Anyway, when I first started, I told the woman in charge of the cattery as well as the head volunteer about my skin condition. Basically, it's excema...It's very very very bad on the bottom of my feet and a lot of people get wigged out when they see them. I also have splotches of missing pigment all over my arms and legs, so I look like an appaloosa horse. It was a very hard thing for me to come to terms with because it drastically effects my appearance and for the first year it was a major blow to my self-esteem. I told them what it was right away so they wouldn't be alarmed.

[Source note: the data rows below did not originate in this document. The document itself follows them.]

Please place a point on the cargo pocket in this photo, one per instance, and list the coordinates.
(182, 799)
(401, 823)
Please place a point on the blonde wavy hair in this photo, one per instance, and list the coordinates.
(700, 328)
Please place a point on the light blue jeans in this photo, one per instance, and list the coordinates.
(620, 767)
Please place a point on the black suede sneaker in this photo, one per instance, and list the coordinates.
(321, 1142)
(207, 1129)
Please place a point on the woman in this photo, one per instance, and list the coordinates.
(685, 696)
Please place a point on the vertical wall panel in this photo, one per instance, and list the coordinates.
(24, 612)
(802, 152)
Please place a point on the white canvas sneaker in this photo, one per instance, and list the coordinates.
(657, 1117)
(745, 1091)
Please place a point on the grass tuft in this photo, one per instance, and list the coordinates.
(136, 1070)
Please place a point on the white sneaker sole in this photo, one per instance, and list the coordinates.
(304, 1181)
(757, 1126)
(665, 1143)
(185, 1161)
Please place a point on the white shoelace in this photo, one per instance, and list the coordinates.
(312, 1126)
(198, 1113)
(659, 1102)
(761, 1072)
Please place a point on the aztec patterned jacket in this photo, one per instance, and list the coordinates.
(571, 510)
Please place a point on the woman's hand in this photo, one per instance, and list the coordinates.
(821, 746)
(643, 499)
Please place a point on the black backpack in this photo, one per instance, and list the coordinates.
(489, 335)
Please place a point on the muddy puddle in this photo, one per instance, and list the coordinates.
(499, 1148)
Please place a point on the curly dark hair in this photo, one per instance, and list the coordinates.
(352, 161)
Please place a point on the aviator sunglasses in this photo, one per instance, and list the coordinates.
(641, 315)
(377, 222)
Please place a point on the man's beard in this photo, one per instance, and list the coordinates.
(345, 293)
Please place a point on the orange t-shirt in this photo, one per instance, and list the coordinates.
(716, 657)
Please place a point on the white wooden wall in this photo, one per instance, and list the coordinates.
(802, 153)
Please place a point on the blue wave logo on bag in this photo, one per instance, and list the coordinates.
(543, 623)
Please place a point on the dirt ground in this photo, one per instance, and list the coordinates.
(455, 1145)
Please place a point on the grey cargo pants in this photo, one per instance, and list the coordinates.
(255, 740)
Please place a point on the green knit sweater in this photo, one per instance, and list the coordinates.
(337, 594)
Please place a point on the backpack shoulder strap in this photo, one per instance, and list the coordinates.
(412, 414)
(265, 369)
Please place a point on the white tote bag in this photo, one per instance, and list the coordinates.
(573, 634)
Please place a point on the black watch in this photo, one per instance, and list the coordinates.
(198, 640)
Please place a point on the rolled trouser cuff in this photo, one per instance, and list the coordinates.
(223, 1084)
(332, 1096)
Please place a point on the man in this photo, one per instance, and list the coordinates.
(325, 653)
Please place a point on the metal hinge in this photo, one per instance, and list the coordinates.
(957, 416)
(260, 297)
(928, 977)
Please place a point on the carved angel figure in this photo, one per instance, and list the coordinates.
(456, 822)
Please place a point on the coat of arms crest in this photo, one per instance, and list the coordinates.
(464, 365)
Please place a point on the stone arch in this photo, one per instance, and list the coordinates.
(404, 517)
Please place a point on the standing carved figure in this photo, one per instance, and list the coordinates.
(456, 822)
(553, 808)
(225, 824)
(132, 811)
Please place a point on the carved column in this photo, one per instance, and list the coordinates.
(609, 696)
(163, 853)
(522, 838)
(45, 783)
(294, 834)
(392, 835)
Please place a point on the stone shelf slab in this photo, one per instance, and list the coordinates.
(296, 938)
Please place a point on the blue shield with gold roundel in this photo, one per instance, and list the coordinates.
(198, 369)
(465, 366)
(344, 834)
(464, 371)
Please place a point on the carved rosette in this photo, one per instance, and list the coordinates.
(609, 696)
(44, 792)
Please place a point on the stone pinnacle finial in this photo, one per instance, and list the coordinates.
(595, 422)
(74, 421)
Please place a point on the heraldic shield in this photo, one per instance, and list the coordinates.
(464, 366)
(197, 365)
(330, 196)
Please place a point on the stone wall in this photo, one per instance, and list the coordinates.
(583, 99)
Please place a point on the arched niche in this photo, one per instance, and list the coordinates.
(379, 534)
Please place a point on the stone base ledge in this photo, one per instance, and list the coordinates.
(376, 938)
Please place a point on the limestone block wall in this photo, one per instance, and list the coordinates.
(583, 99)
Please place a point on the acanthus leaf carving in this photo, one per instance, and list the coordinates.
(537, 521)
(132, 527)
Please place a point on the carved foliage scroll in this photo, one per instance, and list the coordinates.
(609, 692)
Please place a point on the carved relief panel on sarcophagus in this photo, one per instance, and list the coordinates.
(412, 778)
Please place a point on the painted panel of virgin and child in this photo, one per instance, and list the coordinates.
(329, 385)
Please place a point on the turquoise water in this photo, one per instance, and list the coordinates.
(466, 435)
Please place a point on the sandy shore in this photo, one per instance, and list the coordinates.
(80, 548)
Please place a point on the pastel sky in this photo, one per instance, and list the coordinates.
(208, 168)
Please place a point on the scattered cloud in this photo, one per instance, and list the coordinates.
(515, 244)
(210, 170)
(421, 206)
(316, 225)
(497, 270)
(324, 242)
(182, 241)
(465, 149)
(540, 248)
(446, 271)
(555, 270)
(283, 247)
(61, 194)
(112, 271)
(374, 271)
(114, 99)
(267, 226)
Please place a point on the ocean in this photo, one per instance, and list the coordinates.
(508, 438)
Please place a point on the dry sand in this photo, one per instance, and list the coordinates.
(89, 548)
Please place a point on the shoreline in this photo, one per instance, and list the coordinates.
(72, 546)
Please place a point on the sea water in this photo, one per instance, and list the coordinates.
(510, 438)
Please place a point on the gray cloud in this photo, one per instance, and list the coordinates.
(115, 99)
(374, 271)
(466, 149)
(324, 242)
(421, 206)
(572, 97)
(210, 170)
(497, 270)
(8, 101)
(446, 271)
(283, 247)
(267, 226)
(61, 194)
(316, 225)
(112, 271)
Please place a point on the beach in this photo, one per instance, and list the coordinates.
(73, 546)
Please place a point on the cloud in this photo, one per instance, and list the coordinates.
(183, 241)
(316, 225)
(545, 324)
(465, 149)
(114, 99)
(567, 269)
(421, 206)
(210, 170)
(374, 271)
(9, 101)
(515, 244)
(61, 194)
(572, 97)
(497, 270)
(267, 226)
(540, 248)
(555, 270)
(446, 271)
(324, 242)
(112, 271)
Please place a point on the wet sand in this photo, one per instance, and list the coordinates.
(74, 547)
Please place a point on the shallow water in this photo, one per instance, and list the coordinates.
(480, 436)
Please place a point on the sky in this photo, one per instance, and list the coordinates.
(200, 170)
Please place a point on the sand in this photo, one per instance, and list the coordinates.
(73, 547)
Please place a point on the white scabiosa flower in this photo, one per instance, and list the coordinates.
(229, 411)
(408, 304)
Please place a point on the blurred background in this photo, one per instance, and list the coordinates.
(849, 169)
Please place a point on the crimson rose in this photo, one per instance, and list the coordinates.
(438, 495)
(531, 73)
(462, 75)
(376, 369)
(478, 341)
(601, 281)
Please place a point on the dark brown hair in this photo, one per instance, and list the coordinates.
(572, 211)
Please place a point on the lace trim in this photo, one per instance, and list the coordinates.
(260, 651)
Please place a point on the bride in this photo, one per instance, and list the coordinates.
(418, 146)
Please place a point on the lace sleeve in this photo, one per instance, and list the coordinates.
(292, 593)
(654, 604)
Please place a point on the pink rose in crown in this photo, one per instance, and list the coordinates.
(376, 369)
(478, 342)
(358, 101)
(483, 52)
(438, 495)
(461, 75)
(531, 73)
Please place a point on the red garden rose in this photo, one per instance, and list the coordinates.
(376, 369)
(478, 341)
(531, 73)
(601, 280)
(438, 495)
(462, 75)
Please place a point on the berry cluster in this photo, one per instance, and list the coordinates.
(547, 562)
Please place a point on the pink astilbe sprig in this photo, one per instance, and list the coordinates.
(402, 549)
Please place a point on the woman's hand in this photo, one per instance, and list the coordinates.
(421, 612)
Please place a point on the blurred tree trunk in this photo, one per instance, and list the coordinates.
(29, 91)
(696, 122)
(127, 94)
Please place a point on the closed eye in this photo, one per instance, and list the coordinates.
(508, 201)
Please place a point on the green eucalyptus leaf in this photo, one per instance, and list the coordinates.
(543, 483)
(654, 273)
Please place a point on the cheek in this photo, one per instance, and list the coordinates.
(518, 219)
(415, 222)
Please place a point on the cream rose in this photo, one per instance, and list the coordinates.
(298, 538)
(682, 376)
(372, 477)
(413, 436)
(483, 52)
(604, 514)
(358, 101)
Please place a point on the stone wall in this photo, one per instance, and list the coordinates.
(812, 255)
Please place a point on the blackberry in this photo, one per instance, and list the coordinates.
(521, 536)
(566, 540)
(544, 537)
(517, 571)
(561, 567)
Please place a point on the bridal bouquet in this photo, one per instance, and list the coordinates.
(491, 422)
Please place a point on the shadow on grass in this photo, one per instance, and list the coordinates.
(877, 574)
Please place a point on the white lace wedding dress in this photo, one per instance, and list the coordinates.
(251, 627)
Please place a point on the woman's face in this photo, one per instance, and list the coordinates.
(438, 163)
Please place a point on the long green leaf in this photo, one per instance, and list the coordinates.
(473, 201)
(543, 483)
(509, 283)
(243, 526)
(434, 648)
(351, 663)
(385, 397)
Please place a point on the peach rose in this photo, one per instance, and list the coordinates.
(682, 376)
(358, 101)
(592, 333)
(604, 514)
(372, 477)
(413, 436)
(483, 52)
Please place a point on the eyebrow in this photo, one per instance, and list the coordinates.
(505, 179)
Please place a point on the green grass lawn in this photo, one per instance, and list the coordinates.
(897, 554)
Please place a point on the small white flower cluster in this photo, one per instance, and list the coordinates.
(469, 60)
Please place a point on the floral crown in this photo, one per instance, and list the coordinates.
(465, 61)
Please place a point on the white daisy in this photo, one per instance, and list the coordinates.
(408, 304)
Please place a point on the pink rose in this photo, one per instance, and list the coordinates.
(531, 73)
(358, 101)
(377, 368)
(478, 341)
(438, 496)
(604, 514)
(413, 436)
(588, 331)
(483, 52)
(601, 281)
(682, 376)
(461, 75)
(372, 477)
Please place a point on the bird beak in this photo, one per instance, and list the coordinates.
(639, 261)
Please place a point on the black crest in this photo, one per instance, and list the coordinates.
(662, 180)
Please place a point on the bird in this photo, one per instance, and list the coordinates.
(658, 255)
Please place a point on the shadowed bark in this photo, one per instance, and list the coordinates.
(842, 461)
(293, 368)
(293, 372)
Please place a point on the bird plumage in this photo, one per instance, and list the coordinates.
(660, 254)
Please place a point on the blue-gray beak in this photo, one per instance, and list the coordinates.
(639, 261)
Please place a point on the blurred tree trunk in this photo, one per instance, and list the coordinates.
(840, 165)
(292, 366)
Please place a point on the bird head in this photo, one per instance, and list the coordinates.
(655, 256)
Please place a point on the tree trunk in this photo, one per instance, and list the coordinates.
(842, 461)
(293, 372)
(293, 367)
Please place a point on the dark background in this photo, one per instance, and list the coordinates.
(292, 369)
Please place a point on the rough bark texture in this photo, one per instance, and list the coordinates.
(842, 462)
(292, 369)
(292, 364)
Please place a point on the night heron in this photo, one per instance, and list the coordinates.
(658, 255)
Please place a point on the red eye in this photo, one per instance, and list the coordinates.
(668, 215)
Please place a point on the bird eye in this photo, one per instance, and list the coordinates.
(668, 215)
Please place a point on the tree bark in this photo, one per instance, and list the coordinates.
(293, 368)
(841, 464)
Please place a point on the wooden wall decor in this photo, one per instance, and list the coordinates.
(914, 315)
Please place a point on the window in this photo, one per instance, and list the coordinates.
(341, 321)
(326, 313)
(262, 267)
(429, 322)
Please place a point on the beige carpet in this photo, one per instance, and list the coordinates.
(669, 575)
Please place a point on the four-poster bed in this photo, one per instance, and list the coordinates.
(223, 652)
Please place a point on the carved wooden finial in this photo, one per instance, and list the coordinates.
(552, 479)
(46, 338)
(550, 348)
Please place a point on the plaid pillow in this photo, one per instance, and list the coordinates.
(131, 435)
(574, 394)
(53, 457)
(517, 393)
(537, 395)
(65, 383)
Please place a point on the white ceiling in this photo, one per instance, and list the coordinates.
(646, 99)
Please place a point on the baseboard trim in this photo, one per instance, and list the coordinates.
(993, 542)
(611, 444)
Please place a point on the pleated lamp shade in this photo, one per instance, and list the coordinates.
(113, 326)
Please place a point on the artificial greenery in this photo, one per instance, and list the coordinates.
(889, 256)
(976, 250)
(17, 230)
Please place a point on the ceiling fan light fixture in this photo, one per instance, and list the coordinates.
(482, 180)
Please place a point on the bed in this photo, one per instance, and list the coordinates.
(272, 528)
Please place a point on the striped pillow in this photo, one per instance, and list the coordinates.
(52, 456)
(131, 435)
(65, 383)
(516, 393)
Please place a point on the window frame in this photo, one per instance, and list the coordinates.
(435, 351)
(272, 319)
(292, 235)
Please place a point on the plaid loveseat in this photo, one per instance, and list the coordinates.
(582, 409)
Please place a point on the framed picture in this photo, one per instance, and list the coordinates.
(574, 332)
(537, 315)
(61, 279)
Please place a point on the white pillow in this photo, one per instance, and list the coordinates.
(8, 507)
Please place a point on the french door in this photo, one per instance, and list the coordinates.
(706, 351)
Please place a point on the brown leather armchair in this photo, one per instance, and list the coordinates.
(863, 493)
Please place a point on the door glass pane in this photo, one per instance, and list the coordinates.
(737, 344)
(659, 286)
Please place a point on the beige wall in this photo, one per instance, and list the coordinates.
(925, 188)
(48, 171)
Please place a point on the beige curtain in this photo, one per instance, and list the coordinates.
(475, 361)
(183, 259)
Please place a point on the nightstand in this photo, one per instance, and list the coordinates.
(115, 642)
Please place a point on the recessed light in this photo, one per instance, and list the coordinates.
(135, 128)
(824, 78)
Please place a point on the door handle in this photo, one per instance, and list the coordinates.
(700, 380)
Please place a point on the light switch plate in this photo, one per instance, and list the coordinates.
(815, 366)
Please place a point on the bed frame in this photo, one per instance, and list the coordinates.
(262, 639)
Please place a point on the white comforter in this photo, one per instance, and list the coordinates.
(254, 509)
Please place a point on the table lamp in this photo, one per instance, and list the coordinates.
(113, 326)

So I've now been back there 2 weeks and out of the blue, my boss takes me aside and says there were several complaints about me from other volunteers as well as staff members, and one volunteer doesn't want to work on the same days as me at all because I look 'dirty'. As the shelter is indoor and outdoors, my skin does get exposed to the elements and parts of me tan but the splotches don't ,so my arms and legs do look obviously different. I also don't wear my best clothes there either. So people assumed that I was just a dirty, unkempt woman who doesn't care about her appearance. I was floored. I told the boss that all this time I was happily working away, oblivious to all the backstabbing. She said everyone was afraid to aproach me to ask me about it. I told her I would much rather them take a closer look at me than assume from a distance that I'm a dirty person. As an example, I walked over the the sink, took a scrubber and rubbed it up and down my arms. I said 'Do you see that? It looks exactly the same as it did before and IT DOESN'T WASH OFF BECAUSE IT'S NOT dirt! She was actually embarrassed to be in that situation where she had to ask me why my feet looked freaky and my skin looks the way it does. How do you think it made me feel? I had already explained what it was months ago, and now I find out that people are avoiding me because of the way I look.
It is a major setback to my self-esteem. I don't go out in public much because of it, and an animal shelter was the last place I expected to be judged. The cats don't seem to mind , after all.